Mi tierra es el legado de millones de mujeres y hombres que construyeron este sur tan denostado, tan humillado, tan ultrajado, tan detestado por quienes no nos conocen y nos tachan de incultos, de subvencionados, de comernos la letras —con lo bueno que está  nuestro gazpacho, la pringá o los espetos de sardinas—, de estar todo el día dándole al cante y al baile en lugar de trabajar… Y, también, el de esa otra gente que tuvo que irse de esta tierra de señoritos y gañanes para construir el resto de España, o para producir en fábricas  alemanas o cosechar en tierras francesas, maleta de madera en mano, miedo, sentimiento de inferioridad, «no entendiendo, perdone…»,  o de los que cruzaron el charco para no sentirse tan solos oyendo voces que parecían de aquí… Ellos nos construyeron y ellos nos habitan.
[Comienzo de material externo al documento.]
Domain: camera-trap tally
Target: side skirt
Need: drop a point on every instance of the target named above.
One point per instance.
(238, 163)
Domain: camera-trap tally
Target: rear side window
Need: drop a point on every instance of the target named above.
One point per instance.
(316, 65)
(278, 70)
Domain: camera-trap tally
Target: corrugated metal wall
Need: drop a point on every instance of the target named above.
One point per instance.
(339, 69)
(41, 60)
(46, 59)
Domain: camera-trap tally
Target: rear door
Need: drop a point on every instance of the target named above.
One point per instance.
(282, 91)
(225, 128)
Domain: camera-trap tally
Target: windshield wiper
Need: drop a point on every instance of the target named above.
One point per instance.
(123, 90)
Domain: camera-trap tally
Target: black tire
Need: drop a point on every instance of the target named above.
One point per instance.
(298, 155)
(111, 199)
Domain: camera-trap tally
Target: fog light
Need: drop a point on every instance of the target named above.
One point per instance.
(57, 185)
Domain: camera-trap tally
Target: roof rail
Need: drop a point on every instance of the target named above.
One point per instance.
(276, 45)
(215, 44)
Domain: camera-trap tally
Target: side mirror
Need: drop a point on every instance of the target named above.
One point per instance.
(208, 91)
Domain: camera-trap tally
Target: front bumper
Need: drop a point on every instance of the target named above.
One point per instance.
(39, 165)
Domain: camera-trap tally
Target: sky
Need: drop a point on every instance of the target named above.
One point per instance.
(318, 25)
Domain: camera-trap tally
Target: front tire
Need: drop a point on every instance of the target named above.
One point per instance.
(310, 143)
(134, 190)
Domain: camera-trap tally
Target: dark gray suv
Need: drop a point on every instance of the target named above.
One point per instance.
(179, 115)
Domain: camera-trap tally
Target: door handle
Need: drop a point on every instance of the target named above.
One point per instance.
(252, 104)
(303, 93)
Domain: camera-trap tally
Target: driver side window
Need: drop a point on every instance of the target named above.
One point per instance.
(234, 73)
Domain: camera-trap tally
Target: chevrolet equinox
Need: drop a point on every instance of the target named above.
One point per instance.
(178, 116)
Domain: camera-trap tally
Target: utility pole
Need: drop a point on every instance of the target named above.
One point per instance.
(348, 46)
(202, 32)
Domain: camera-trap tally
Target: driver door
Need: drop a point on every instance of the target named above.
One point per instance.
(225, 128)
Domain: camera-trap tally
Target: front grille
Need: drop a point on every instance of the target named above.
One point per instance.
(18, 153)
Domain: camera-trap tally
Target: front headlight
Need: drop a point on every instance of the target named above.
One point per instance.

Memoria para saber quiénes somos y de dónde venimos; para enorgullecernos de lo que hemos hecho. Y humildad para reconocer nuestras carencias, nuestros errores, nuestra apatía, nuestros complejos… Memoria e imaginación que sirvan de palanca para mover una tierra, y a unas gentes, cuyas cicatrices aún supuran y que no terminan de encontrar su lugar en la historia.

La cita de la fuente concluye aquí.